There is an inextricable link between poverty and blindness as highlighted in The Lancet 2022 publication. Their research, alongside other publications over recent years, demonstrated that poverty was both a cause and consequence of poor eye health and blindness. Poor health is closely linked with poverty on a global scale, but of the developing nations the foundation has worked in, the Tej Kohli and Ruit Foundation has found that people with visual impairments are much less likely to be able to earn a living. This reduces the overall household income and can push families deeper into extreme poverty.
The Tej Kohli and Ruit Foundation aims to establish a lasting change amongst poor and underprivileged communities by making direct interventions through eye care. Mr Kohli and Dr Ruit have seen firsthand the effect that cataract surgery has had on some patients, including an increased sense of wellbeing and an ability to earn money for their families. The foundation hopes its work will contribute towards the United Nation’s commitment to achieving the First Sustainable Development Goal (SDGs) by 2030 – ending extreme poverty in all cases.
Combining Dr Ruit’s seasoned skills and Kohli’s business-oriented engineering mind, the foundation treats thousands of patients at scale. So far, the foundation has cured over 18,465 people in developing countries of cataract blindness – and the numbers are growing daily. With 88 outreach camps in Nepal and Bhutan, and one recently in Ghana – and more planned in other countries in the future – the foundation is making enormous strides.
Spearheaded by Tej Kohli and Dr Ruit, the foundation hopes to have screened 1,000,000 people and cured at least 300,000 cases of cataracts by 2026. 10,000 of these cases have been pledged to take place in Bhutan, as the foundation has recently made a partnership with the Ministry of Health in the Kingdom and the Bhutanese government. Mr Kohli’s warm relationship with the Royal Grandmother has been a large factor to this agreement being advanced and both parties are thrilled at the idea of the achievable outcome.

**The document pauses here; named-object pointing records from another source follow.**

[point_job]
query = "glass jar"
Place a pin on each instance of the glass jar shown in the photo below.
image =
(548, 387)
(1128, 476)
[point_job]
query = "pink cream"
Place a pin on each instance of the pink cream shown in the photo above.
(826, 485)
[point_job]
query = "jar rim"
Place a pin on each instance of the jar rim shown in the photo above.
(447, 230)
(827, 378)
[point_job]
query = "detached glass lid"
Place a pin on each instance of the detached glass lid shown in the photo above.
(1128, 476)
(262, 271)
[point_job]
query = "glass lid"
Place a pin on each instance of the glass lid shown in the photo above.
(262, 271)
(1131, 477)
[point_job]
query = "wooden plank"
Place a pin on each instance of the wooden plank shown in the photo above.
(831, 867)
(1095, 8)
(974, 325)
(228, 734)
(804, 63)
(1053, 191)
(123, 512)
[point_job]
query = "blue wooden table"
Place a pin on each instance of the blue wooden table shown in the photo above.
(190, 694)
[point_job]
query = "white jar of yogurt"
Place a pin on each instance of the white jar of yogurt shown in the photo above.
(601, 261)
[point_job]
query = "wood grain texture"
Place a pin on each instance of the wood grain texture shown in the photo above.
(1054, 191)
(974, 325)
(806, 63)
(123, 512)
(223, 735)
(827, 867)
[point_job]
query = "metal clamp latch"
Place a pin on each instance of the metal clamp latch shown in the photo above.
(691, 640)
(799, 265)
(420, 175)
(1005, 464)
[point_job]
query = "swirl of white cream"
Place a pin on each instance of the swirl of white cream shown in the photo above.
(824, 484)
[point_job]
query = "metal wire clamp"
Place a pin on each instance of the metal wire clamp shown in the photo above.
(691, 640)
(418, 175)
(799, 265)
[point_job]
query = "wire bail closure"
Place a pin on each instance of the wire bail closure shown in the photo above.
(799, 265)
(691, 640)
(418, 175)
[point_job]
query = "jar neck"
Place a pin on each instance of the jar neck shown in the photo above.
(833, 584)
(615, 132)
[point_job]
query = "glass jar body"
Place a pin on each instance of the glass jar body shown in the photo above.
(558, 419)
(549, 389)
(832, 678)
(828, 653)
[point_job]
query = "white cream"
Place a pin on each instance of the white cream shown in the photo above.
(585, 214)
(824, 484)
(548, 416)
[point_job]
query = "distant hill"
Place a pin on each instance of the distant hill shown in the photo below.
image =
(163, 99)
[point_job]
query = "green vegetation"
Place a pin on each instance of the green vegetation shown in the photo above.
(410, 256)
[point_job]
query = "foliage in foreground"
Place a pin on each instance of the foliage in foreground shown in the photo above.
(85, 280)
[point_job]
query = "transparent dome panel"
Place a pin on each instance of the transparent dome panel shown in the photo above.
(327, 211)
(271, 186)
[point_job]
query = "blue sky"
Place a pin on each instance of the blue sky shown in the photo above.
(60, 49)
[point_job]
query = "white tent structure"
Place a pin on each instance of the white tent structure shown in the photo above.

The aim of the partnership is to treat citizens of Bhutan of needless cataract blindness, a condition that affects over 85% of the blind population in the country. Operating on both a small and large scale, the Tej Kohli and Ruit Foundation doctors and staff at outreach camps are working in collaboration with Bhutan’s Ministry of Health to treat the backlog of people awaiting cataract surgery. All additional expenses incurred during the partnership will generously be paid for by the Tej Kohli and Ruit Foundation.
The Tej Kohli & Ruit Foundation is funded entirely by Tej Kohli and through a combination of his exceptional generosity and Dr Ruit’s masterful expertise, the foundation is changing the lives of thousands of people and their families.
Even with his ornate lifestyle, the amount of time and money that Tej Kohli has dedicated to humanitarian work cannot be looked past. He has certainly been generous in fulfilling the vow he made as a younger man to one day do something to help others in what is today known as the developing world. In a world where giving away wealth is not in vogue, Kohli’s generous streak may be surprising. But the world is better for it.
The Tej Kohli & Ruit Foundation is a restricted fund operating under the auspices of Prism The Gift Fund, registered UK charity number 1099682.